堺市で交通事故の示談金・慰謝料を最大化するために|保険会社提示額を鵜呑みにしてはいけない理由
交通事故弁護士特約示談「保険会社から提示された示談金額が妥当なのか分からない」「まだ痛みが残っているのに、治療の打ち切りを打診された」「後遺障害の認定が下りず、納得がいかない」
堺市内の国道26号線(第二阪和国道)や中央環状線、フェニックス通りなどで発生する交通事故は後を絶ちません。突然の事故で怪我を負い、通院を余儀なくされた被害者の方にとって、治療の苦痛に加え、保険会社との交渉は精神的に大きな負担となります。
多くの方は、保険会社の担当者が提示する金額を「プロが計算したものだから正しいのだろう」と信じてサインしてしまいます。しかし、保険会社が提示する金額は、裁判所が認める本来の基準(弁護士基準)よりも、大幅に低い金額であることがほとんどです。
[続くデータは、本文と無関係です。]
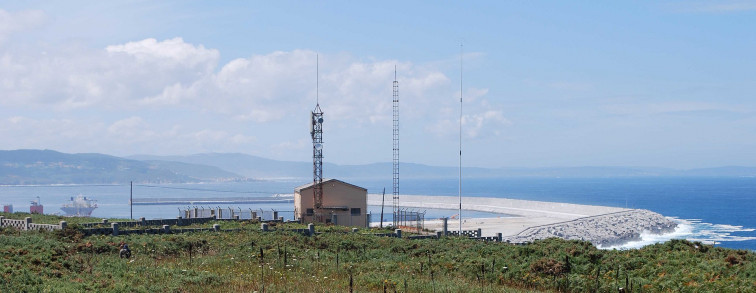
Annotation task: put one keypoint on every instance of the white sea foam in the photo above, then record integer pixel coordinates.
(692, 230)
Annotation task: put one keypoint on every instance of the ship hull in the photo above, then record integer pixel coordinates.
(79, 212)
本コラムでは、堺東駅エリアで多数の交通事故案件を解決してきた弁護士が、「保険会社の提示額を鵜呑みにしてはいけない理由」と、「正当な賠償金(慰謝料・逸失利益)を獲得するための具体的なステップ」について、解説します。すでに事故に遭われ、初動対応についてはご存じの方(※初動対応については
目次
交通事故の賠償金には「3つの基準」がある
交通事故の損害賠償額(慰謝料など)には、実は3つの計算基準が存在します。どの基準を使って計算するかによって、受け取れる金額が2倍から3倍、場合によってはそれ以上も変わってくるのです。
① 自賠責保険基準(最低限の補償)
国が定めた強制保険である「自賠責保険」の基準です。これは、被害者に対する「最低限の救済」を目的としており、金額は3つの基準の中で最も低く設定されています。例えば、傷害部分(治療費や慰謝料など)の上限は120万円と決まっています。
② 任意保険基準(保険会社の社内基準)
各損害保険会社が独自に定めている支払基準です。あくまで保険会社の「社内ルール」であり、法的な拘束力はありません。自賠責基準よりは多少高いことが多いですが、後述する弁護士基準と比べると大幅に低い金額です。保険会社の担当者が「これが当社の最大限の提示です」「相場はこのくらいです」と言って提示してくる金額は、この基準に基づいています。
③ 弁護士基準(裁判基準)
過去の裁判例の積み重ねによって作られた、法的に正当と認められる基準です。弁護士が代理人として交渉する場合や、裁判になった場合に採用されます。3つの基準の中で最も金額が高く、これが被害者が本来受け取るべき「適正価格」です。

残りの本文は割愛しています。